今村:もともと松永久秀は「いつか書きたいな」とは思ってたんですよ。ただこれは、もっと先の自分の集大成みたいになるとも思っていたんです。でも最近のネットとかでの過剰なまでの叩きとかいろいろ見て、なんでこんな人は優しくなれなくなったんだろうとか考えた時に、松永久秀も同時代の人に悪人と叩かれて、資料的にもすでに冤罪とされているのにまだ叩かれている武将やから、題材的にはいいんだろうって思ったんです。
 ただ、70歳まで生きているけれど33歳までの経歴が不明ってことで、今の俺にはちょっときついんかなと思っていたら、講談社が「やれますよー」って言うから。「今村さん、思った時が書く時ですよ」って。絶対に適当に言ってるんですけれど、なんとなく思ったのは、まあこれを虎の子みたいにあっためといたら、一生書かへんかもしれんなって。書けるチャンスがあったら書いたろうと思いました。
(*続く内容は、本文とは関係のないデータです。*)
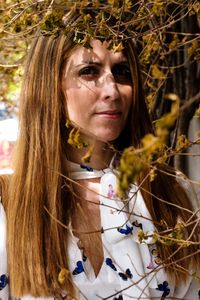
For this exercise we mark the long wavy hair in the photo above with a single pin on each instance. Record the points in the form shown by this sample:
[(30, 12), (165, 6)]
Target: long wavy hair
[(37, 245)]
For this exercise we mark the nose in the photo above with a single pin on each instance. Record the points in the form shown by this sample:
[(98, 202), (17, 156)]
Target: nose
[(109, 87)]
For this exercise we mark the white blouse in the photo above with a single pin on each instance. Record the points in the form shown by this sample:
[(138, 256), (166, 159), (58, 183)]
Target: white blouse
[(130, 269)]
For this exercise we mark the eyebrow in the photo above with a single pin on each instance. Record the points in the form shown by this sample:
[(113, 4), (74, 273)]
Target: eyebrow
[(92, 62)]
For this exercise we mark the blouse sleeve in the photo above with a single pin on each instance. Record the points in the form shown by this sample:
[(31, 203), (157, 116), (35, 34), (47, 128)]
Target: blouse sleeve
[(4, 288)]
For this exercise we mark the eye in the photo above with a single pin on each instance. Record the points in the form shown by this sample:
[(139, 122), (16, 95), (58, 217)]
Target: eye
[(122, 73), (89, 72)]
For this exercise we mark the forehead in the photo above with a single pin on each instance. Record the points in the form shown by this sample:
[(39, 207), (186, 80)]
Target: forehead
[(98, 52)]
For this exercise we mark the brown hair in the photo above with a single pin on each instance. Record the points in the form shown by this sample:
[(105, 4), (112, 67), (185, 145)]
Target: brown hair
[(37, 245)]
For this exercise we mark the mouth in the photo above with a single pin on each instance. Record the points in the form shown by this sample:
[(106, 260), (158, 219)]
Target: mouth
[(110, 114)]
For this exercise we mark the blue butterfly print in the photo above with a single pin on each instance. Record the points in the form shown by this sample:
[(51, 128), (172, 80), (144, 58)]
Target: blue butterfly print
[(164, 288), (3, 281), (126, 275), (110, 263), (136, 224), (125, 231), (87, 168), (118, 298), (79, 268)]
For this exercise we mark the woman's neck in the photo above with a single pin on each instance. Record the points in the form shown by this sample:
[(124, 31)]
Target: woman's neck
[(100, 158)]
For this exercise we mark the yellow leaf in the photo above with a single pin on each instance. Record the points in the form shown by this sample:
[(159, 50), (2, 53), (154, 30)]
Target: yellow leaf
[(156, 72)]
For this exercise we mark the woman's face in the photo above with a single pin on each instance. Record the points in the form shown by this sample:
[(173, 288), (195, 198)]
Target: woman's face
[(98, 88)]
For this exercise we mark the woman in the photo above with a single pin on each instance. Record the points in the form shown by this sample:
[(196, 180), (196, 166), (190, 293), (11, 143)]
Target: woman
[(66, 237)]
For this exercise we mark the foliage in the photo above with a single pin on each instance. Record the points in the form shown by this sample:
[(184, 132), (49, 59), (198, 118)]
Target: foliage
[(168, 43)]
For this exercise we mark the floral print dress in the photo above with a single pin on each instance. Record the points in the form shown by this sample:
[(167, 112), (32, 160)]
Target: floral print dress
[(131, 268)]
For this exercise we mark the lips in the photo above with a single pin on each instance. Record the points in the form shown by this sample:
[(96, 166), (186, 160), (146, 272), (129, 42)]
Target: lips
[(111, 114)]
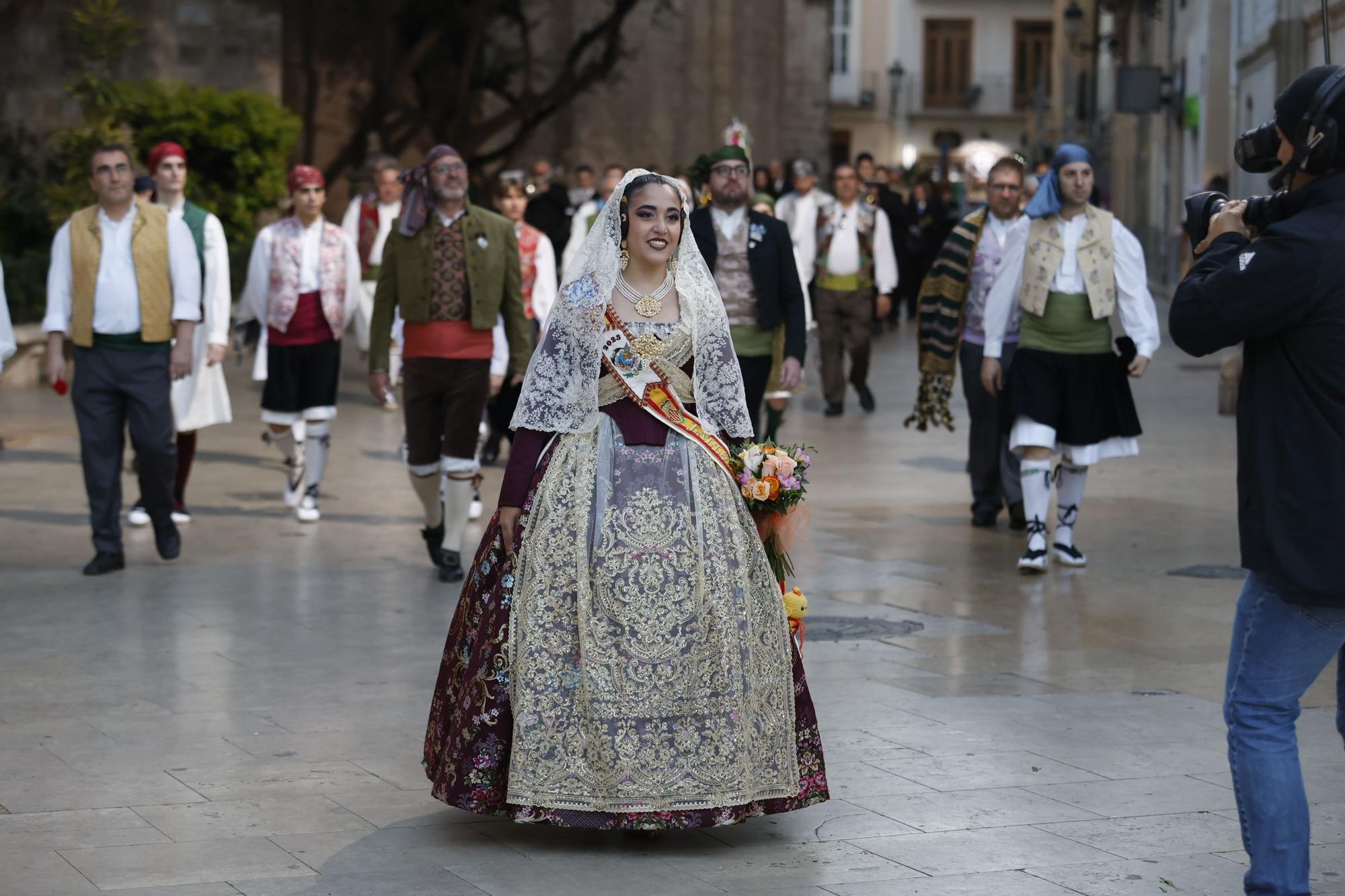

――松永久秀のイメージを覆したいという気持ちもありましたか。

今村:いや、世間のイメージの真逆を書こうとかいう気持ちはなかったんですよ。まあ、なぜここまで悪評がついたのかっていうのには興味がありました。悪評がついたにはついたなりの理由もあったはずだから。歴史のとらえ方で最近危険やなと思うのは、『八本目の槍』で書いた石田三成についても思ったんですけれど、昔あんだけ悪もんと言われていたのに、「戦国無双」とかでイケメンになって、「義の武将」みたいなこと言われてむっちゃええ奴になって人気が出ている。そっちも嘘やろうと僕は思っている。過剰ないいもんも、過剰な悪もんも、どっちも本当かもしれないしどっちも嘘かもしれない。僕は『八本目の槍』で人間石田三成を書くためにその原点ってどこにあるんやろって思って青年期まで遡る手法をとったんです。今回も、松永久秀をめっちゃいいもんにして書くとかじゃなくて、なぜ彼が悪く言われるようになったのか、その理由に注目したいと思いました。作中で、一度も会ったことのない人間を、俺はどうしてこんなに憎んでいるんだろうと気づくシーンがありますが、どちらかというとそれが書きたかったことかなと思います。

――最近の読書生活は。

今村:最近はあんまり読まなくなったかな。読む時間がないという物理的なこともあるけれど、僕は人の文章を「食べる」という認識なんですが、あんまり人の文章を食べ過ぎると問題があって。僕は『くらまし屋稼業』で人の技を真似る主人公を書いていますが、僕自身も吸収率がいいと思うんですよ。人の文章を食べて「ああ、いいな」と思うところを取り入れて、変換したりブレンドして自分の文章に活かすのは得意なほうなので、だから人の文章を食いすぎるのも問題なんです。

――人の文章をブレンドして取り入れるというのは。

今村:「この2行は池波さんっぽくいこう」とか、「冒頭は北方先生っぽくパンチ強くいこう」とか、「解説やから、司馬さんみたいなまとめ方がいいな」とか、「この章の締めはきれいな文章で終わりたいから藤沢先生っぽく」とか。それと、僕は結構山本周五郎先生の「細部から引く」というやつが好きなんです。山本先生というのは光っている廊下からがーっと引いていく描写、みたいなことをやるので、そういうことをやるとか。
 語彙に関しても、『八本目の槍』で書いたかな、「屹峭たる断崖」っていうのは山本先生がよく使う言葉だし、「茅舎」というのは司馬先生が好き好んで使う言葉で、僕も使うし。池波先生は若い人の咳は「せき」って読ませるけれど、おじいちゃんの咳は「しわぶき」って読ませる。「切っ先」も「鋒」という一文字で書くとか。いろんな人の文章や語彙が血となり肉となっているのを感じながら書いています。

――一日のタイムテーブルって決まってますか。

今村:朝の8時から夕方6時まで書く。昼飯は食べないですね、食べてもヨーグルトくらい。で、基本6時まで書いて、出前をとるか、事務所の子が作っておいてくれたものを食べてちょっと休憩して、9時くらいから深夜2時から4時、まあ平均して3時くらいまで書いて、寝て、8時に起きる。どこにも行かないでほとんど書いてるわ。普段からそんな生活だから、新型コロナもまったく関係ない。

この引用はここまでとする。